I’ve been starting to form a tighter connection between the graphs and the adjacency matrices. The object \(D\) defined as the “naked dot” is essentially a \(1\times1\) matrix given by \(\begin{bmatrix} 0 \end{bmatrix}\text{.}\) Likewise, the “naked arrow” \(A\) can be thought of a \(2\times2\) matrix given by \(\begin{bmatrix} 0 & 1 \\ 0 & 0 \end{bmatrix}\text{.}\) By concatenating matrices along the diagonal and filling in zeroes, we can produce a graph sum such that \(D+D = \begin{bmatrix} 0 & 0 \\ 0 & 0 \end{bmatrix}\) and \(A+A = \begin{bmatrix} 0 & 1 & 0 & 0 \\ 0 & 0 & 0 & 0 \\ 0 & 0 & 0 & 1 \\ 0 & 0 & 0 & 0 \end{bmatrix}\text{.}\) I also get a nice representation of the “naked loop” as the matrix \(\begin{bmatrix} 1 \end{bmatrix}\text{.}\)
However, it’s important to note that this method of a graph sum doesn’t commute. The matrix \(D+A = \begin{bmatrix} 0 & 0 & 0 \\ 0 & 0 & 1 \\ 0 & 0 & 0 \end{bmatrix}\) is distinct from \(A+D = \begin{bmatrix} 0 & 1 & 0 \\ 0 & 0 & 0 \\ 0 & 0 & 0 \end{bmatrix}\) if we’re using an element-wise comparison. Even though they’re not the same, they’re “isomorphic” in that they both have exactly 3 dots and one arrow connecting two of them so every thing has a pair.
Speaking of pairs, I think that’s why our maps to \(C_2\) are important. Using the matrix notation, \(C_2\) can be thought of as \(\alpha = \begin{bmatrix} 0 & 1\\ 1 & 0 \end{bmatrix}\) which happens to be the unique antipodal matrix satisfying \(\alpha^2 = I_{D+D}\text{.}\) Multiplying this matrix with the arrow matrix gives me the sum of a naked dot and a loop, as represented by the matrix form \(\begin{bmatrix} 0 & 0 \\ 0 & 1 \end{bmatrix}\text{.}\)

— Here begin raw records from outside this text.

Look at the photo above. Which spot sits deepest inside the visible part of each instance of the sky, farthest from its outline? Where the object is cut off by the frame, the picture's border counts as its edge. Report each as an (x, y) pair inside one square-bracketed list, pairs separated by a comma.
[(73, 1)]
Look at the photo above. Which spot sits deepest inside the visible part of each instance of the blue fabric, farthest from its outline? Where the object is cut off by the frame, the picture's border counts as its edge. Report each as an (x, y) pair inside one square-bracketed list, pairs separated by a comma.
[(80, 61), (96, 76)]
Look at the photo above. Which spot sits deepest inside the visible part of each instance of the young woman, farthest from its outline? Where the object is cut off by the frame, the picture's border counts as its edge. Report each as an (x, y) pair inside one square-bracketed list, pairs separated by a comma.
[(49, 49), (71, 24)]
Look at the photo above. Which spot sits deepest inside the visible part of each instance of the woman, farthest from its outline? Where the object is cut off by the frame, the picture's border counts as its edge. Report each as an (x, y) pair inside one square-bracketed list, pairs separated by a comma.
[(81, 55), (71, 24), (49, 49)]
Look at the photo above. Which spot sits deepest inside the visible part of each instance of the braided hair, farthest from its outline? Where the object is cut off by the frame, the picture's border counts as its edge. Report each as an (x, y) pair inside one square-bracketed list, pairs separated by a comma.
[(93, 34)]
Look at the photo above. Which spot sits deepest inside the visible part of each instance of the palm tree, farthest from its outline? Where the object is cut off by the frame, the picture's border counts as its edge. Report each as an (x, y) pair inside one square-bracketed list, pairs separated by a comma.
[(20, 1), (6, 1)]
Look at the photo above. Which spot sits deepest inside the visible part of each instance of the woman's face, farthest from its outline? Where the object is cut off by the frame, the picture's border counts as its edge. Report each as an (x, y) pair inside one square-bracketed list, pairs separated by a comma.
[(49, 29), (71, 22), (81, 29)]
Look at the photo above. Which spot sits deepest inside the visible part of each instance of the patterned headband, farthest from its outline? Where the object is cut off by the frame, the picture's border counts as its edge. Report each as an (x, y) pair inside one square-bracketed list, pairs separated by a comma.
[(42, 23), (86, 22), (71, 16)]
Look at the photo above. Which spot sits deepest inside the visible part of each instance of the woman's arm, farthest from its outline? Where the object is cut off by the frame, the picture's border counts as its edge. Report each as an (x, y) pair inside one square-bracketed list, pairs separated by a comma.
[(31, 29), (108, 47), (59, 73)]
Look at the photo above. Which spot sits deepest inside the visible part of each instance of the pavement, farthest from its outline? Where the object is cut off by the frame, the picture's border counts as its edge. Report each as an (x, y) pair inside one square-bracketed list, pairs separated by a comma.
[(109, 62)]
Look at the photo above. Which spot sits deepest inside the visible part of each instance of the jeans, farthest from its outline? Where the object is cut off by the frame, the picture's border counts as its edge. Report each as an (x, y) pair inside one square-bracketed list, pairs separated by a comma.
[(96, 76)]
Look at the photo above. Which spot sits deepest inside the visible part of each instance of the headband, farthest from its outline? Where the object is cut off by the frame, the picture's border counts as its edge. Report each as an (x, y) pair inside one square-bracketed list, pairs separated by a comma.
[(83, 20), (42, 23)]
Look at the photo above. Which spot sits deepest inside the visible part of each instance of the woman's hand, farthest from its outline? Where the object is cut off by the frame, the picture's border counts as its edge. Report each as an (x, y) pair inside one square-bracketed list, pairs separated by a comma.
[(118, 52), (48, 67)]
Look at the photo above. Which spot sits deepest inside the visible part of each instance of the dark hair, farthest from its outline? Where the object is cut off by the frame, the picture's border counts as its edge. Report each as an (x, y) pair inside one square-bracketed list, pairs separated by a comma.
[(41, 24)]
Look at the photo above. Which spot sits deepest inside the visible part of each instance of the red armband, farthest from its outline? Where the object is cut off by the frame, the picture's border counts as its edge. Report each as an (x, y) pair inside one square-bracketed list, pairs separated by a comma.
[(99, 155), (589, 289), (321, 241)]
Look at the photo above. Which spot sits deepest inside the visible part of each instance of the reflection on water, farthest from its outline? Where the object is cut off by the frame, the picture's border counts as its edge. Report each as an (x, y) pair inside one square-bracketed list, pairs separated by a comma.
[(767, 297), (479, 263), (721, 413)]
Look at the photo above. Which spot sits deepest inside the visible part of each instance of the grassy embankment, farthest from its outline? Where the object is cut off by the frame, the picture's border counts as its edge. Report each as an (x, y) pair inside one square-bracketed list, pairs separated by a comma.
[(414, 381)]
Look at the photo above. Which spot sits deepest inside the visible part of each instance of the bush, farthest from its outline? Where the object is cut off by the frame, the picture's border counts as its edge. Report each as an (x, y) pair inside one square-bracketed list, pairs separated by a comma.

What strikes me as interesting about this matrix representation is the way the graph decribed in the text as \(2_D\) corresponds with the matrix \(\begin{bmatrix} 1 & 1 \\ 1 & 1 \end{bmatrix}\text{.}\) This is the unique matrix that takes every element in the matrix of \(D+D\) and swaps zeroes to ones. It got me wondering what would happen if I applied the same operation to \(A+A\text{.}\) This matrix, given by \(\begin{bmatrix} 1 & 0 & 1 & 1 \\ 1 & 1 & 1 & 1 \\ 1 & 1 & 1 & 0 \\ 1 & 1 & 1 & 1 \end{bmatrix} \text{,}\) produces the following graph:
Graph that is two arrows short of completion
I’m starting to think that this might be the graph \(2_A\) that I was looking for. The reason I’m so convinced of this is the way om which it resembles a particular shape on the cover of the book:
Graph depicted on cover of book
Using the notation I have been, this graph corresponds with the matrix given by \(\begin{bmatrix} 1 & 1 \\ 1 & 2 \end{bmatrix}\) (with the 2 repesenting my second self-loop). This seems relevant because taking these elements modulo 2 and multiplying by my antipodal matrix gives me back the original arrow \(\begin{bmatrix} 1 & 0 \\ 1 & 1 \end{bmatrix}\text{.}\)
I think I want to spend a little more time playing with this. I think this notion of a “graph negation” operation could have some useful properties with respect to my sum and product.